O Corinthians, de olho na salvação de suas receitas, conseguiu a venda do nome da sua arena. A empresa que conseguiu fechar o acordo foi a Hypera Farma, que tem intenção de aumentar a visibilidade de suas marcas.

Com isso, o estádio do Corinthians passa a se chamar “Neo Química Arena”, que é o nome de uma das marcas da Hypera Farma.

O negócio foi muito vantajoso para ambos, uma vez que para a empresa, expõe sua marca em um dos estádios mais populares do Brasil, em um time que tem forte apelo da mídia.

E para o próprio Corinthians, que terá uma receita que o ajudará a pagar as parcelas do financiamento do próprio estádio, que hoje estão em (muito) atraso.

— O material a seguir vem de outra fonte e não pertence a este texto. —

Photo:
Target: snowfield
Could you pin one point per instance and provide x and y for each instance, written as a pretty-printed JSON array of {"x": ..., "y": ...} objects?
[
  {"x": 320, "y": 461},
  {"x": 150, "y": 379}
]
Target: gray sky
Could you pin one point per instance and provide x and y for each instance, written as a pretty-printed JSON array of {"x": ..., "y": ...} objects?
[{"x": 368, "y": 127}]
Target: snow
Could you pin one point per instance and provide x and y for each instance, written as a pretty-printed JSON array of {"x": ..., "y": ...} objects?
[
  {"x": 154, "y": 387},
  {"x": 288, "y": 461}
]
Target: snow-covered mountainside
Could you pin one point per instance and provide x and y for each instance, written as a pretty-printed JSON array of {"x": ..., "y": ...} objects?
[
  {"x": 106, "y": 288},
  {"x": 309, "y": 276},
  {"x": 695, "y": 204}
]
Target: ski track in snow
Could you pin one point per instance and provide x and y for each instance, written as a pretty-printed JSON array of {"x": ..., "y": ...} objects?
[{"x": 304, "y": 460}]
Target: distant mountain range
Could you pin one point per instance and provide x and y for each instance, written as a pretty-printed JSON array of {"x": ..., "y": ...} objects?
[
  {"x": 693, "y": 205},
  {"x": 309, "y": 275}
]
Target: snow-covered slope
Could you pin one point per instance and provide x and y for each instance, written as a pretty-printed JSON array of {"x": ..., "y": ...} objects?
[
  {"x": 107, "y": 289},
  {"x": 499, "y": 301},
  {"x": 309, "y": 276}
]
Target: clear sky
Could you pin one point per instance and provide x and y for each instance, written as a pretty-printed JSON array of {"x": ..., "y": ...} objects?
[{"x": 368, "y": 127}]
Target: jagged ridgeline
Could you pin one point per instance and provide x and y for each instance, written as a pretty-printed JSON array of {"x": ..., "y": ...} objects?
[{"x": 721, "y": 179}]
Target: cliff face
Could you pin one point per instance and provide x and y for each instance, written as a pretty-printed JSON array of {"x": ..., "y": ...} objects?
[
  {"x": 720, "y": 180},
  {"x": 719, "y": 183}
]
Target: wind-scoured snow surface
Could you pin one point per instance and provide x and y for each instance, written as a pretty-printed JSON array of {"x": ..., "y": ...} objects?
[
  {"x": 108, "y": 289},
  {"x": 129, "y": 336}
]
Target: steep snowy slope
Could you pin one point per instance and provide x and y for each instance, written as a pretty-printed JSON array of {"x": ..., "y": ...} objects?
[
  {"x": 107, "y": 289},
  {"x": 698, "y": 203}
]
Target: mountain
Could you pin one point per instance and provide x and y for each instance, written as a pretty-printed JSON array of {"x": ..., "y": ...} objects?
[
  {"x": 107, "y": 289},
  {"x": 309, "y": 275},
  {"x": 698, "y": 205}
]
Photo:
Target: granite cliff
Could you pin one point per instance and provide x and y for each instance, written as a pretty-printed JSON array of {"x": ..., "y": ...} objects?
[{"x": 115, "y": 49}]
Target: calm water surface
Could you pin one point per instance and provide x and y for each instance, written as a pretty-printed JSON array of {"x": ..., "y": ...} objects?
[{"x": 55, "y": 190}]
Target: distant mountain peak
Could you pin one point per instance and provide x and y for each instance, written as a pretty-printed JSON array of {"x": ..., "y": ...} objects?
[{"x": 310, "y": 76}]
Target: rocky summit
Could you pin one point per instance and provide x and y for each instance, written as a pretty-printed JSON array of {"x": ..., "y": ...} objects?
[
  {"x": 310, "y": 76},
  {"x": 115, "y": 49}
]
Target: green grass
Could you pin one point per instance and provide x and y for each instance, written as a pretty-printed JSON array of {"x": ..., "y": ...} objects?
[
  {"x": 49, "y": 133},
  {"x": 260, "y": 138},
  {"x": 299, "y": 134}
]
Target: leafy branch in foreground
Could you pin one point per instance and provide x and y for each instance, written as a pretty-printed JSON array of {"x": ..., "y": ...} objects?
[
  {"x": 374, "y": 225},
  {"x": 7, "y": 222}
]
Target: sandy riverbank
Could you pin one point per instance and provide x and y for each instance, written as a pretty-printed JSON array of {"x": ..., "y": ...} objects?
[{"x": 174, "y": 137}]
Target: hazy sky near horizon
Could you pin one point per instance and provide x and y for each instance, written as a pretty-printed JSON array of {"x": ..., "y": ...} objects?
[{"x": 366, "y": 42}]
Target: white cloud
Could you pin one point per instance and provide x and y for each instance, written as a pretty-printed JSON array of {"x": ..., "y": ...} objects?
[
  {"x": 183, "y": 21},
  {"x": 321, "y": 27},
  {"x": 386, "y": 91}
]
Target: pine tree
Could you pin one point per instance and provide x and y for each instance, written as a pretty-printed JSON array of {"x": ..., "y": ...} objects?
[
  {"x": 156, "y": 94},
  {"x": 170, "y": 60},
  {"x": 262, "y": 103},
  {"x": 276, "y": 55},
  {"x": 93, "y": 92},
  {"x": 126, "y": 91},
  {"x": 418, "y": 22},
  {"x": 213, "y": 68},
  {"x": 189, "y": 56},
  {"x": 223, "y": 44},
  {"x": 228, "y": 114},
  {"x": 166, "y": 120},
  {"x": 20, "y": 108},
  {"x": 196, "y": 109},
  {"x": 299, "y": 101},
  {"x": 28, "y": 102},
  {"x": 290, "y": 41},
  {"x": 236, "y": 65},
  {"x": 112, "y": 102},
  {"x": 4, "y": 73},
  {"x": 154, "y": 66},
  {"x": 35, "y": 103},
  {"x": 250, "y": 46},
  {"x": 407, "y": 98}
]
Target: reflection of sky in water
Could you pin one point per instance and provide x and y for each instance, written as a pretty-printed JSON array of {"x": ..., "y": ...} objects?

VENDA DE NAMING RIGHTS: ENTENDA O NEGÓCIO

Os valores atingidos são de 300 milhões de reais, por um contrato de 20 anos de exploração dos direitos de nome do estádio. A Hypera Farma irá pagar 20 parcelas anuais, ou seja, uma quantia de 15 milhões por ano.

O presidente do Corinthians, Andrés Sanchez, disse em entrevista que os valores passam por um reajuste anual, através do IGP-M, que é o Índice Geral de Preços – Mercado.

QUAL É A CONDIÇÃO DESTE TIPO DE NEGÓCIO PARA O FUTEBOL BRASILEIRO?

Qualquer pessoa que leia os termos deste negócio, entende que é um grande acordo para os clubes. A venda do nome dos estádios seria um respiro para as contas de cada clube do futebol brasileiro, e com certeza faria com que pudéssemos ser mais organizados financeiramente.

Já temos outros negócios desse tipo no Brasil, embora a grande maioria dos fãs do esporte não saibam. Veja abaixo alguns exemplos:

  •  Kyocera Arena (Athletico-PR): O pioneiro dos Naming Rights no futebol brasileiro. O Athletico foi o primeiro clube a ter um conceito de arena, e vendeu o nome da sua arena em 2005, e ficou assim batizada por 3 anos. Quase ninguém sabia, uma vez que todos a chamavam como Arena da Baixada.
  •  Allianz Parque (Palmeiras): Mesma empresa que comprou os direitos do estádio do Bayer e da Juventus, na Europa. A Allianz paga ao Palmeiras 15 milhões por ano, em um contrato de 20 temporadas.
  •  Itaipava Arena Fonte Nova: A empresa fez um acordo de 100 milhões por 10 anos de contrato, reduzido para 3 milhões até 2023, em uma renegociação.

Quantas vezes você ouviu falar Allianz Parque em alguma transmissão? Kyocera Arena? Itaipava Fonte Nova? Você acha que o novo estádio do Atlético-MG irá se chamar pelo nome (MRV Arena) ou por um simples Arena Atlético-MG?

Este é o grande entrave das negociações deste tipo no Brasil. As emissoras que detém os direitos de transmissão, não divulgam o nome dos estádios, uma vez que em suas programações tem acordos com outras empresas do ramo.

Sendo assim, o objetivo maior, que é a divulgação da marca da empresa, não é atingido, e para aqueles que despejam caminhos de dinheiro para adquirir os naming rights, o negócio não compensa.

Para a Copa do Mundo de 2014, o futebol brasileiro ganhou muitos estádios novos, e outros remodelados, que seriam capazes de arrecadar milhões com os direitos de vendas do nome.

E NA EUROPA

Na Europa, os grandes clubes recebem fortunas pelos naming rights, não somente de seus estádios, mas até mesmo de centros de treinamento.

É uma importante fatia da receita anual das instituições, que poderia ter muito sucesso também no Brasil, mesmo que com valores muito inferiores.

Quem sabe o Corinthians tenha feito uma ação importante, de novamente mostrar o quão vantajoso pode ser este tipo de negócio. O problema é que no Brasil, cada um pensa no seu umbigo, e se não entrar em acordo com a televisão, nada sai do papel.